The ships you design in Full Steam Ahead are capable of breaking up if they hit the shore, sea floor, are overloaded or just badly shaped. A wide and weak ship can be broken up by the action of the waves too. To model this, I take the ship-shape that the user has drawn and chop it into squares on a grid. Then I add the beams that the user has specified around the edges. On top of all that I join adjacent hull cells and beams etc with weld joints. Each frame I check the stress at each joint. Over a limit specified by the materials in question, and I delete the joint and add some damage to the hull texture.

This approach is great because it deals with any situation thrown at it. If a ship is bent in half over a big wave, it will snap along the middle. If the tide goes out and it scrapes a big rock on the sea floor, it will break the hull in the right place. You can even add an engine that is too powerful and rips itself free of the hull at the right point.

What this doesn’t do however is sink. Buoyancy is based on the area below the water, so if a ship floats, so does a small chunk of that ship (as far as Box2D is concerned). To deal with this, the game keeps track of which edges of which chunks are nominally open to the sea. You can deliberately leave parts of the ship open (e.g, the deck) to save weight and cost. We also mark edges as open to the sea if their weld is deleted through being overstressed. If any open edge is under the height of the sea at that point, it starts to flood into the hull’s cell. As it floods I increase it’s density up to a limit, to simulate the extra weight of water inside the compartment.

Flooding a single cell works well, but feels unrealistic. Only the edges of the ship flood when exposed to water, and the rest stays dry. I tried just flooding every cell a little when the ship was leaking, but this leads to more unsatisfactory looking results. A ship open at just one end will sink evenly, rather than going down nose first. Also, a ship that breaks into two parts – one that floods and the other that is still seaworthy – still sinks both halves. The water does not ‘know’ that the two parts are disconnected.

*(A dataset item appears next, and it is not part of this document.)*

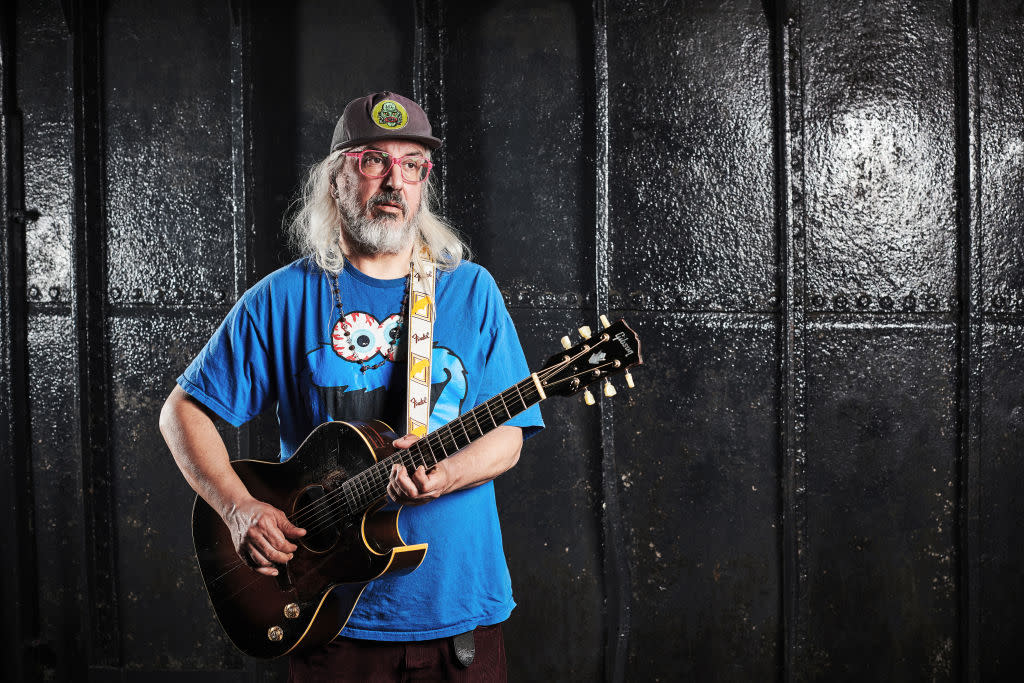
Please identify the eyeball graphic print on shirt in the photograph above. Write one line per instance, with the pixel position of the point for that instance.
(358, 337)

The solution was to spread the water from each cell to its neighbour along the welds. If a weld is present, the water is slowly equalised between the two cells. If there is no weld, the water does not cross into the next cell. This means that a ship floods gradually from any damaged point, not necessarily evenly. A broken but seaworthy chunk may stay floating forever while another part could break off, flood and sink.


Box2D provides a built in Buoyancy Controller class which gives you a single perfectly straight water line across the world. It extends infinitely in either direction and does not support curves. It works by slicing shapes against the line, and measuring the portion under the water. That part is perfect for Full Steam Ahead, but I had to add the waves myself. The solution was to model the surface of the waves as a sum of multiple sine curves, all defined in the level designs. These are sampled and drawn to the screen as modified Starling Quad objects (they don’t have a texture, just an alpha colour). The modification is that they don’t have to be perfectly rectangular. Instead they are trapezoid columns, together modelling the top of the wave in segments.

full-steam-ahead-buoyancyTo compute the physics, each floating cell of the ship is given its own buoyancy controller (blue lines in the screenshot). Each frame, I update the controller by re-sampling the sea waves at the X position of the object. As far as each individual floating item is concerned, the sea is flat (although probably angled and moving over time). Aggregated together, the ship’s hull experiences a curved wave.

With any complex simulation like this, it is essential to be able to see what’s going on behind the scenes while developing. The screenshot below shows the cells of a broken ship in pink, with red lines indicating broken welds. Yellow lines indicate flooding points (filled in yellow if they are currently underwater). Pink circles show centre of mass of each cell, and have darker centres if they are more flooded. The large white circle shows the centre of the largest connected part of the ship, and is used to determine what the camera watches.